Im hinteren Teil öffnet sich der Raum, am größten Tisch saß noch ein Küchenmitarbeiter und putzte stöhnend "die kleinsten Pfifferlinge der Welt". Später half ihm der junge Chefkoch, der uns schon beim Ankommen freundlich begrüßt hatte. Es stellte sich heraus, dass er im Canova gelernt hat.
Durch das großes Fenster geht der Blick in das "Prunkstück", den schmalen, langen Garten, der in Richtung Fluss sanft abfällt. Wir hätten auch draußen sitzen können, aber wir trauten dem Wetter nicht so recht, obwohl es aufgehört hatte zu regnen. Gute Entscheidung. Von unserem Tisch neben der Terrassentür konnten wir das Sammeln unter den großen Schirmen gut beobachten, immer wenn der nächste Schauer kam. Nach drinnen konnte niemand ausweichen, denn das Jan Tabac war ausreserviert, was die Leistung der beiden Küchenmatadore noch beeindruckender machte.
Inhaberin Ekaterina „Katja“ Vahlenkamp nahm in einem raffinierten Kleid diese Beschwerlichkeiten stoisch und mit gleichbleibender Freundlichkeit hin. Einen so engagierten, tadellosen, immer an den Wünschen der Gäste orientierten Service hat man auch nicht alle Tage. Vielen Dank! Zumal wir der kundigen Weinberatung eine wunderbare alkoholische Neuentdeckung verdanken. Tokaji Eszencia hat wenig mit dem üblichen weltbekannten ungarischen Süßwein zu tun.
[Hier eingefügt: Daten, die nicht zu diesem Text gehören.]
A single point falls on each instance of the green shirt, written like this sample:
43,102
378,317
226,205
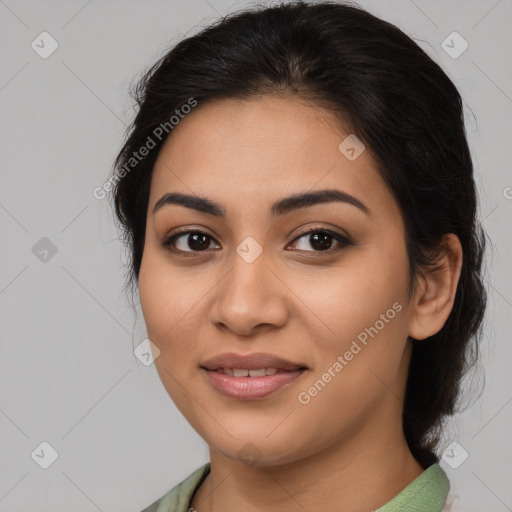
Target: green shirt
427,493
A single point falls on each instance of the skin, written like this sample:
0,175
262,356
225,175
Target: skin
295,301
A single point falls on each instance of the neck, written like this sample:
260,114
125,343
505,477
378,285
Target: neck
361,472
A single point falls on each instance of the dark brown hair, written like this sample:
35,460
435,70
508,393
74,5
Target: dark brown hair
394,98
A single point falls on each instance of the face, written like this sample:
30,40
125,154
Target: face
321,285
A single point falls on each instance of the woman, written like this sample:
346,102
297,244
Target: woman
297,196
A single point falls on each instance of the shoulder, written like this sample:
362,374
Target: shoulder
178,498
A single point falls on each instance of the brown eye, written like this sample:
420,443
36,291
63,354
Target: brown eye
188,241
322,240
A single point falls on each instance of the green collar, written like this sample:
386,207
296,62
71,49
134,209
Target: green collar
427,493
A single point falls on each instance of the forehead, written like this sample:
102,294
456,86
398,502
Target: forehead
262,149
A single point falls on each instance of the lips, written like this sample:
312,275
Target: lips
250,377
254,361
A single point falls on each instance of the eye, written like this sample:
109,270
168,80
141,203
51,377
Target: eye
193,241
321,240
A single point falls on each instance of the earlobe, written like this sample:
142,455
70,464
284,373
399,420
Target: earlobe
436,294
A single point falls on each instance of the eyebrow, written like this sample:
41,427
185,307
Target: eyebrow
281,207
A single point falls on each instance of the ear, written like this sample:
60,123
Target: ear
436,293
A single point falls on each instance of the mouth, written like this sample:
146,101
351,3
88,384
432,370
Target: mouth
250,377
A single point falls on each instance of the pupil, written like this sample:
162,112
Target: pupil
199,241
323,241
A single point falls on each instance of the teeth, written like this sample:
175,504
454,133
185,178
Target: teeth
243,372
257,373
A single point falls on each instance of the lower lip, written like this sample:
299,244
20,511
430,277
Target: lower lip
249,388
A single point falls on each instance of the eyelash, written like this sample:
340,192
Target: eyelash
343,241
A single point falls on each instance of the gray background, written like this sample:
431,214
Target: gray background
68,373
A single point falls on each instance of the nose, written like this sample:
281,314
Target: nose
250,298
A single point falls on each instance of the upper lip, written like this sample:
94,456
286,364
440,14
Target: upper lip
253,361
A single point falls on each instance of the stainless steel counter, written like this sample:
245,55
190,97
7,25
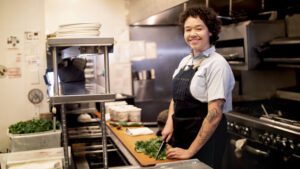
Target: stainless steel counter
183,164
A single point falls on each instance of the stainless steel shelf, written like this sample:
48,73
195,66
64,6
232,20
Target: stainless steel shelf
84,41
78,93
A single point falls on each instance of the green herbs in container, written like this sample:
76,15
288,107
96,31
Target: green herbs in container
151,147
32,126
34,134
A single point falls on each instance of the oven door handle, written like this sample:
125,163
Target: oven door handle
251,149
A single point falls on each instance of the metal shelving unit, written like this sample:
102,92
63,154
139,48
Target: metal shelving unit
66,93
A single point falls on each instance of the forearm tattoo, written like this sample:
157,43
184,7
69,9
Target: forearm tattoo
211,115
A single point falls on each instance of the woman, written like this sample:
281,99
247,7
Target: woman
201,87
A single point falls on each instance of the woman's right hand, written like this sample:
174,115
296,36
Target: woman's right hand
167,132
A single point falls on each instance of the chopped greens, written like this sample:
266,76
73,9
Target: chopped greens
151,147
32,126
125,124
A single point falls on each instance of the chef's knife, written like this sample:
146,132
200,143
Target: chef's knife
160,149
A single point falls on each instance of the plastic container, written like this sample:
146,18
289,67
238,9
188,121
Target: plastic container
35,141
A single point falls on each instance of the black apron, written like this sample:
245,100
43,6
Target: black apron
188,117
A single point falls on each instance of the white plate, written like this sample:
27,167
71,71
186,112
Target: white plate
80,25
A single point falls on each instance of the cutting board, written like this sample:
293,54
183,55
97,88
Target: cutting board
129,143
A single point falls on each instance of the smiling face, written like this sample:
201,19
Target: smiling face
196,35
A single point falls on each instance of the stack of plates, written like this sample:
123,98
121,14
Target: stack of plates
79,30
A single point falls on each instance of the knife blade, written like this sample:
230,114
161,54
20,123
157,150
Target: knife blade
160,149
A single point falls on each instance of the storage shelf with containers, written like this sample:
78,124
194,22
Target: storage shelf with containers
69,94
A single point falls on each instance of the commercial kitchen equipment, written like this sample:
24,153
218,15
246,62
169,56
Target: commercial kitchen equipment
238,42
64,95
264,134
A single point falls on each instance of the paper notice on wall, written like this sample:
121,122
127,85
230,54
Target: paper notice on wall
120,78
14,72
14,62
13,42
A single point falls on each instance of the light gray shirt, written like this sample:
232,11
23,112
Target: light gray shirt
214,78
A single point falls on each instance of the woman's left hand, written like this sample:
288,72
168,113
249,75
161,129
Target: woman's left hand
178,153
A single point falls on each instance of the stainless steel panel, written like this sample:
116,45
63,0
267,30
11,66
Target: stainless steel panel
171,48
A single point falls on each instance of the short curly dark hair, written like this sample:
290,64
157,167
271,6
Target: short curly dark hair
208,16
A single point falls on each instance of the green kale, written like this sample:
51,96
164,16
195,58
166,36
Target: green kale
32,126
151,147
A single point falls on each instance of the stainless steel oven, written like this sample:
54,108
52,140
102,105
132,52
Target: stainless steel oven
238,41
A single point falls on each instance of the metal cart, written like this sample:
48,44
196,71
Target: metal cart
60,95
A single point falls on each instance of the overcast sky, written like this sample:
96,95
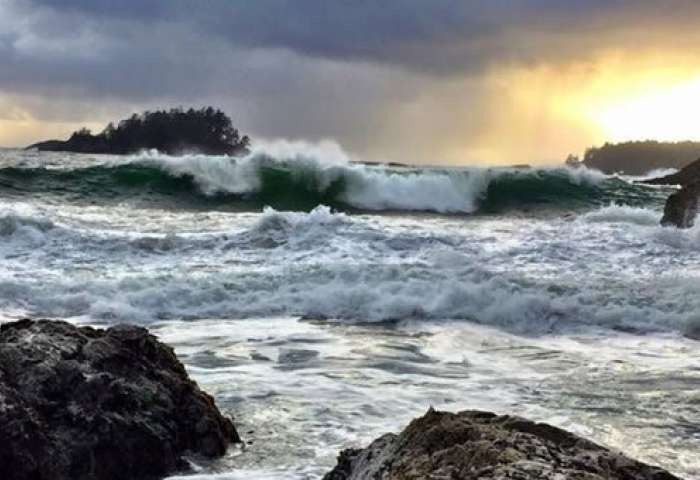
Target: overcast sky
427,81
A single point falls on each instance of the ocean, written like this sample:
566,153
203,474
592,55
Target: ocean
324,302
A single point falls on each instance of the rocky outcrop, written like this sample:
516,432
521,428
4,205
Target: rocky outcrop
480,445
83,403
682,207
687,175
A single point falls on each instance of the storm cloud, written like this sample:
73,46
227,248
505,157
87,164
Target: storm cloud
356,71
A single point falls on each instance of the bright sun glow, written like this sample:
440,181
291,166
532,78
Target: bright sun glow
669,113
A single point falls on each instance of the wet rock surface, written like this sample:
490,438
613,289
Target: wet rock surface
681,208
83,403
481,445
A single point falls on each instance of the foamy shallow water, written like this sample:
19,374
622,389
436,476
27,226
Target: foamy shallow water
322,330
303,390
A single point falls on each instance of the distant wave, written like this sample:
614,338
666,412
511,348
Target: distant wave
303,178
444,284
Deutlich sind salzig-karamellige Töne, die eher an Manzanilla erinnern. Sehr lecker, sehr teuer. Die 15€ für das großzügig eingeschenkte Gläschen des 2000er Jahrgangs waren angesichts der Flaschenpreise im Netz sogar noch ein Schnäppchen. Gern noch eine zweite Runde! Natürlich stehen solche Exoten nicht auf der kleinen, ganz klar auf Qualität ausgerichteten Weinkarte, von der wir natürlich Wasser und zunächst eine 1/2 Flasche Champagner von Drappier wählten, dann ein Großes Gewächs von Dr. Loosen und zum „Vegesack Dessert Massacre“ das eine oder andere Gläschen flüssigen Süßkram (Mosel Auslese, Sauternes, Tawny Port). Hach, das war ein lustiger Abend, perfekt orchestriert durch die leise „dramatische“ Hintergrundmusik, die zwischen Spanien und Russland, Willliams und Tschaikowsky changierte.
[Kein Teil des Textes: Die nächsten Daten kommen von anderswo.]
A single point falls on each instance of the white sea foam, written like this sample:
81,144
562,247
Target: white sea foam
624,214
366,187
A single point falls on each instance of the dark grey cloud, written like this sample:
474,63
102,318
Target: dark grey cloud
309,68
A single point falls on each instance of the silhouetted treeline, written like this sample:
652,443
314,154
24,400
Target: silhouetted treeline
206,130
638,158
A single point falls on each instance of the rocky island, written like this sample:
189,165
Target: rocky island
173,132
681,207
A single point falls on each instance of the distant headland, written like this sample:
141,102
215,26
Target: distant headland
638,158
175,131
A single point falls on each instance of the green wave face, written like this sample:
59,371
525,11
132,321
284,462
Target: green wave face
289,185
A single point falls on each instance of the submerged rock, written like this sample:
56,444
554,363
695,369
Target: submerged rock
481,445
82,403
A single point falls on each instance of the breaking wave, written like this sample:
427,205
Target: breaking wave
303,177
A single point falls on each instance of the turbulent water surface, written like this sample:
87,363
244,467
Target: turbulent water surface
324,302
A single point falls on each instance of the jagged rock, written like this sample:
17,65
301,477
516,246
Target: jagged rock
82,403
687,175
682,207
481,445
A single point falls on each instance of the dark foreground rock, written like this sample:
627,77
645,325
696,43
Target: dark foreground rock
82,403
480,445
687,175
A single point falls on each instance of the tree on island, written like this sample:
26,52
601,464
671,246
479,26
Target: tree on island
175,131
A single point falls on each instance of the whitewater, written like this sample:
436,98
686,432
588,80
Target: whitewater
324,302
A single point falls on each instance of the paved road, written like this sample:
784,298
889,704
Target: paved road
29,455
Bei knusprigem Olivenbaguette, Olivenöl und Fleur de Sel freuten wir uns über die Karte des Jan Tabac, die aus der personellen und räumlichen Not eine Tugend macht: 2 Vorspeisen, 2 Zwischengänge, 2 Desserts und - schön, schön - eine Käseauswahl. Als Hauptgang war ganz konsequent Sommergemüse mit Thymiankartoffeln und Pfifferlingsrahm gesetzt, das je nach Gusto solo verzehrt oder mit geräuchertem Tofu bzw. Steinbutt bzw. Rinderfilet kombiniert werden konnte.
Die Preise zwischen 13 und 46 Euro, dafür gab es Portionen für, ich sag mal, „normale“ Esser. Angesichts der sehr guten Qualitäten ist das für mich ein gutes PLV.
Die Gesamtkasse verteilten wir je zur Hälfte auf festen und flüssigen Luxus.
Zu Beginn ließen wir unisono das Rind Tatar sein und starteten ganz sommerlich mit einer mittelcremigen Burrata, die nicht mit der üblichen Tomate, sondern reifer Avocado süffig kombiniert wurde. Ein Brotchip knusperte. Rohe Gurkenstifte und Kräuter, Limette und Pepperoni verstärkten die frische „grüne“ Idee. Mir hätte das prägnanter sein können, um die relative Fettigkeit des Ganges abzupuffern, aber gegenüber wurde heftig widersprochen.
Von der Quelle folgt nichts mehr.